Molecular Classification of Breast Carcinomas Using Tissue... : Diagnostic Molecular Pathology (original) (raw)

Original Articles

Callagy, Grace M.D.; Cattaneo, Elena M.D.; Daigo, Yataro M.D., Ph.D.; Happerfield, Lisa M.L.S.O.; Bobrow, Lynda G. M.D.; Pharoah, Paul D. P. M.D., Ph.D.; Caldas, Carlos M.D.

From the Cancer Genomics Program, Department of Oncology, University of Cambridge, Hutchison/MRC Research Centre, Cambridge, CB2 2XZ (G.C., E.C., Y.D., P.D.P.P., C.C.), Division of Histopathology (G.C., L.H., L.G.B.), the Cambridge Breast Unit (G.C., L.G.B., C.C), Addenbrooke's Hospital, Hills Road, Cambridge, and Strangeways Research Laboratories, Cambridge, United Kingdom (P.D.P.P.).

Sources of support: Grants from the Breast Cancer Campaign and Cancer Research UK; Medical Research Council Clinical Training Fellowship and Sackler Studentship to GC; Fondazione Europa Donna Fellowship to EC; and Uehara Memorial Foundation Postdoctoral Research Fellowship to YD.

Address correspondence and reprint requests to Dr Carlos Caldas, Cancer Genomics Program, Department of Oncology, University of Cambridge, Hutchinson/MRC Research Centre, Cambridge CB2 2XZ, United Kingdom (e-mail: [email protected]).

Abstract

The histopathologic classification of breast cancer stratifies tumors based on tumor grade, stage, and type.

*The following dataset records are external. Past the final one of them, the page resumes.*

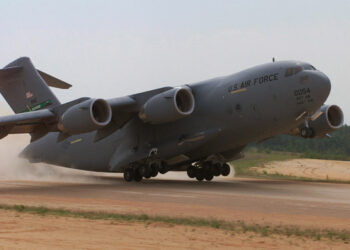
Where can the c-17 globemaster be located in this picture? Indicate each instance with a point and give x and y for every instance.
(197, 127)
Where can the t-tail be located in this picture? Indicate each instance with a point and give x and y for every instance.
(27, 89)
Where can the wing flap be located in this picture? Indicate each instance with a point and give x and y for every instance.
(26, 122)
(53, 81)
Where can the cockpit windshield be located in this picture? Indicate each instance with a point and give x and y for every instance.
(295, 70)
(308, 67)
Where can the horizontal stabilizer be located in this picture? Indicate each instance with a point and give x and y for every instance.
(53, 81)
(9, 72)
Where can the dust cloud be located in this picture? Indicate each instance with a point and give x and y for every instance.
(14, 168)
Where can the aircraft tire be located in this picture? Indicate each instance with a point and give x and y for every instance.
(154, 170)
(163, 168)
(307, 133)
(137, 176)
(217, 169)
(200, 174)
(128, 174)
(143, 170)
(191, 171)
(225, 170)
(209, 176)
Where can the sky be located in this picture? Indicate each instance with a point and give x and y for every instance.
(114, 48)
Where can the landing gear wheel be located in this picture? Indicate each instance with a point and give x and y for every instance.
(128, 174)
(154, 169)
(163, 168)
(191, 171)
(307, 132)
(137, 176)
(143, 170)
(217, 169)
(209, 176)
(225, 169)
(200, 174)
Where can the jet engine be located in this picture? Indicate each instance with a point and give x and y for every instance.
(330, 118)
(85, 117)
(168, 106)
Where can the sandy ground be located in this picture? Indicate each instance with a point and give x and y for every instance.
(310, 168)
(320, 205)
(26, 231)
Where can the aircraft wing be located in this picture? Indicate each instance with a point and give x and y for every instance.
(27, 122)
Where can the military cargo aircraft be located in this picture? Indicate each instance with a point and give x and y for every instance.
(197, 127)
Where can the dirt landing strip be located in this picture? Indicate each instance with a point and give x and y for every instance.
(26, 231)
(320, 205)
(310, 168)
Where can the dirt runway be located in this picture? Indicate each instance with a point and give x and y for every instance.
(251, 200)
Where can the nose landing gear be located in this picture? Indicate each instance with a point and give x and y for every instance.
(208, 170)
(145, 171)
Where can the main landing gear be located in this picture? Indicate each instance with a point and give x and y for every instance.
(207, 171)
(307, 132)
(145, 171)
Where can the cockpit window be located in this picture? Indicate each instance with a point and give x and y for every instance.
(293, 71)
(309, 67)
(289, 72)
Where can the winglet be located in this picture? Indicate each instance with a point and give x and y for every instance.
(53, 81)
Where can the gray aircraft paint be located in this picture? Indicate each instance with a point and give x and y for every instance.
(225, 119)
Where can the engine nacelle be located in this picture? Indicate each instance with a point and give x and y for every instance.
(331, 118)
(168, 106)
(85, 117)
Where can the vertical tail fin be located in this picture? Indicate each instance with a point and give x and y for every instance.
(24, 88)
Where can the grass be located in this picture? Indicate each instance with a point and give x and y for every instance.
(233, 227)
(255, 158)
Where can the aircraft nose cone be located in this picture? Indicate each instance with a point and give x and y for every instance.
(322, 86)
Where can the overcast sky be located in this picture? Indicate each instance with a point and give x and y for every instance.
(113, 48)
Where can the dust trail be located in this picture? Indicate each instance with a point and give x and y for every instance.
(14, 168)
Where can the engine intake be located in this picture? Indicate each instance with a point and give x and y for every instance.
(168, 106)
(331, 118)
(85, 117)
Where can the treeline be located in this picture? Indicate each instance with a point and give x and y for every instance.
(336, 148)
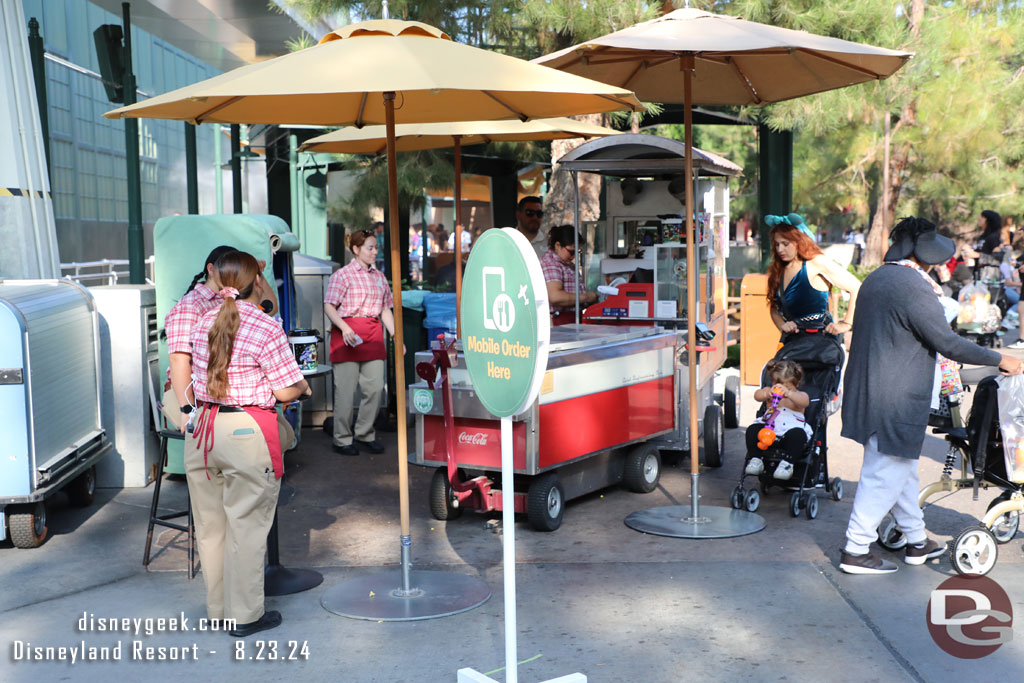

Despite an overall correlation with survival, this classification is poorly predictive and tumors with identical grade and stage can have markedly contrasting outcomes. Recently, breast carcinomas have been classified by their gene expression profiles on frozen material. The validation of such a classification on formalin-fixed paraffin-embedded tumor archives linked to clinical information in a high-throughput fashion would have a major impact on clinical practice. The authors tested the ability of tumor tissue microarrays (TMAs) to sub-classify breast cancers using a TMA containing 107 breast cancers. The pattern of expression of 13 different protein biomarkers was assessed by immunohistochemistry and the multidimensional data was analyzed using an unsupervised two-dimensional clustering algorithm. This revealed distinct tumor clusters which divided into two main groups correlating with tumor grade (P <0.001) and nodal status (P = 0.04). None of the protein biomarkers tested could individually identify these groups. The biological significance of this classification is supported by its similarity with one derived from gene expression microarray analysis. Thus, molecular profiling of breast cancer using a limited number of protein biomarkers in TMAs can sub-classify tumors into clinically and biologically relevant subgroups.